Cette catégorie doit être différenciée de l’adénocarcinome avec les cellules endocrines éparpillées, ce qui ne se voit dans 40 à 80 % des cas (7), mais dans ces tumeurs, les métastases ne comportent pas de population endocrine.

On évalue les caractéristiques histologiques du contingent endocrine selon les mêmes règles que pour toute tumeur endocrine. La présence d’un contingent endocrine peu différencié, de type carcinome à petites cellules, est de très mauvais pronostic, et conditionne la prise en charge et le traitement. Un contingent endocrine bien différencié, peut présenter des signes histologiques de mauvais pronostic : pléomorphisme nucléaire, foyers de nécrose, index mitotique élevé.

A ne pas confondre avec les tumeurs ductulo-insulaires (8) (tumeurs endocrines avec contingent de ductules non néoplasiques (canaux préexistants ou foyers de prolifération ductulaire réactionnelle)), les petits canaux benoîts ne présentent pas les modifications génétiques observées dans les carcinomes pancréatiques (DPC4, p53, ERBb2, codon 12 de Ki-ras) (9), et qui correspondent donc à des tumeurs endocrines.

D’autres types de tumeurs mixtes ont été décrits : tumeurs mixtes acinaires et endocrines : dans ce cas, le contingent endocrine n’est le plus souvent détecté que par des techniques immunohistochimiques, montrant la présence de plus de 30 % de cellules exprimant des marqueurs endocrines ou neuroendocrines, tumeurs mixtes acinaires, canalaires et endocrines : la présentation de ces tumeurs exceptionnelles est variable ; dans certains cas, des zones morphologiquement hétérogènes coexistent dans la même lésion ; dans la plupart des cas, seule l’étude immunohistochimique montre l’existence de plusieurs populations différentes ; ces tumeurs sont l’équivalent dans le pancréas des tumeurs à différenciation multidirectionnelle décrites dans le tube digestif.
NB : difficulté du diagnostic des neuroendocrines peu différenciés du pancréas, dont 60% seraient en fait des carcinomes acineux. A noter que dans les TNE bien différenciées métastatiques du pancréas, on peut proposer l’évérolimus (inhibiteur de mTor) et le sunitinib (inhibiteur de tyrosine kinase).
Reference List

(1) Solcia E, Capella C, Kloppel G. Tumors of the endocrine pancreas.

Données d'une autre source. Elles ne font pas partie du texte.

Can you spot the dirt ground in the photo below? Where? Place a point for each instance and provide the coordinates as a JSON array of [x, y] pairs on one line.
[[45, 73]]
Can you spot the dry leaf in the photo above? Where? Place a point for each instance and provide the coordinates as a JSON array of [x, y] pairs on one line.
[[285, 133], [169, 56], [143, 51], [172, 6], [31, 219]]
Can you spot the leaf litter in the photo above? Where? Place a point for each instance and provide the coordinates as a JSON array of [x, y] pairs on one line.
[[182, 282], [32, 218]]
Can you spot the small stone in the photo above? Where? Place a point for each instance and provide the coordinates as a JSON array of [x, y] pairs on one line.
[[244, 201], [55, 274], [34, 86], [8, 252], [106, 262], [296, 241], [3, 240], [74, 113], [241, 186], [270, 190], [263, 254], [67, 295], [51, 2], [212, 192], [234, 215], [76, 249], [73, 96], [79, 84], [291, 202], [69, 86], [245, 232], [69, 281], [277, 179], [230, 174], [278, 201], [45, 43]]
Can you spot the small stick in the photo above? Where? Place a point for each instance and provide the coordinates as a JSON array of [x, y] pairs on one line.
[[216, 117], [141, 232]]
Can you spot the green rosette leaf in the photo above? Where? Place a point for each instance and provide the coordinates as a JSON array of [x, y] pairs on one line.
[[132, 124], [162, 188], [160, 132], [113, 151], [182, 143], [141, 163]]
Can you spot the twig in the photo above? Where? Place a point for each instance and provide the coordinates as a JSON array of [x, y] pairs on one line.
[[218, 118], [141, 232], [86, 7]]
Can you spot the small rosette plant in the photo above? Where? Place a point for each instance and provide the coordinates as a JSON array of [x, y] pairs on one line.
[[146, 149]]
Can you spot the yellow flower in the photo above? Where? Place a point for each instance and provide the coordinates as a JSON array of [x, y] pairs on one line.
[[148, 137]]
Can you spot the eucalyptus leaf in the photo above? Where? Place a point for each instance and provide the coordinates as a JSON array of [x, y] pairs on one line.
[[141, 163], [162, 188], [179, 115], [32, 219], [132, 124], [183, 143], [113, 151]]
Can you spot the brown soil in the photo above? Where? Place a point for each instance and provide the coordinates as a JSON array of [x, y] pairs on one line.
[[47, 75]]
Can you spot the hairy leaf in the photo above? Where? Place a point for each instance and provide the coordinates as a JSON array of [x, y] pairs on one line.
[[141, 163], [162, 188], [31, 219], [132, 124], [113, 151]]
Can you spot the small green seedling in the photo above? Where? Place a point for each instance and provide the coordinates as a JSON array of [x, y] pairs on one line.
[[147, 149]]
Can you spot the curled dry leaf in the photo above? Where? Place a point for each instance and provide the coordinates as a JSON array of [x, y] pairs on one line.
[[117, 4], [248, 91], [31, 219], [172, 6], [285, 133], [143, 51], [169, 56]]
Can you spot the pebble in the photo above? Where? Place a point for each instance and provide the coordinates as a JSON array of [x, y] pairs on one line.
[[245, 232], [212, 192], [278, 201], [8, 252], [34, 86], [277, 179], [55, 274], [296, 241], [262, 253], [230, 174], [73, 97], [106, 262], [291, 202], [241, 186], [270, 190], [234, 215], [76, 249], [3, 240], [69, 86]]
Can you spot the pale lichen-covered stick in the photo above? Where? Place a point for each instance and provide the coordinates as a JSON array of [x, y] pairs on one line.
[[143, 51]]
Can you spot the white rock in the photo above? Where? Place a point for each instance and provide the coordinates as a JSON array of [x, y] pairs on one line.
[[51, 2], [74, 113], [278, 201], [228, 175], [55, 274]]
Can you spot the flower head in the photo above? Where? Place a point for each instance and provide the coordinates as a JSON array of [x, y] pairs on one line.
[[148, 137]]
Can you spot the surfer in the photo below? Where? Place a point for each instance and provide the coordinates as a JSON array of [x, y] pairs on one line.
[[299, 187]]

In : Rosai J, Sobin LH, editors. Tumors of the pancreas. Washington : Armed forces institute of pathology, 1997 : 145-214.

(2) Klimstra DS, Rosai J, Heffess CS. Mixed acinar-endocrine carcinomas of the pancreas. Am J Surg Pathol 1994 ; 18(8):765-778.

(3) DeLellis RA, Lloyd RV, Heitz PU, Eng C. Pathology and genetics of Tumours of endocrine organs. Lyon : IARC Press, 2004.

(4) Hervieu V, Scoazec JY. [Mixed endocrine tumors]. Ann Pathol 2005 ; 25(6):511-528.

(5) Kloppel G. Mixed exocrine-endocrine tumors of the pancreas. Semin Diagn Pathol 2000 ; 17(2):104-108.

(6) Regitnig P, Spuller E, Denk H. Insulinoma of the pancreas with insular-ductular differentiation in its liver metastasis—indication of a common stem-cell origin of the exocrine and endocrine components. Virchows Arch 2001 ; 438(6):624-628.

(7) Tezel E, Nagasaka T, Nomoto S, Sugimoto H, Nakao A. Neuroendocrine-like differentiation in patients with pancreatic carcinoma. Cancer 2000 ; 89(11):2230-2236.

(8) Deshpande V, Selig MK, Nielsen GP, Fernandez-Del Castillo C, Lauwers GY. Ductulo-insular Pancreatic Endocrine Neoplasms : Clinicopathologic Analysis of a Unique Subtype of Pancreatic Endocrine Neoplasms. Am J Surg Pathol 2003 ; 27(4):461-468.

(9) van Eeden S, de Leng WW, Offerhaus GJ, Morsink FH, Weterman MA, de Krijger RR et al. Ductuloinsular tumors of the pancreas : endocrine tumors with entrapped nonneoplastic ductules. Am J Surg Pathol 2004 ; 28(6):813-820.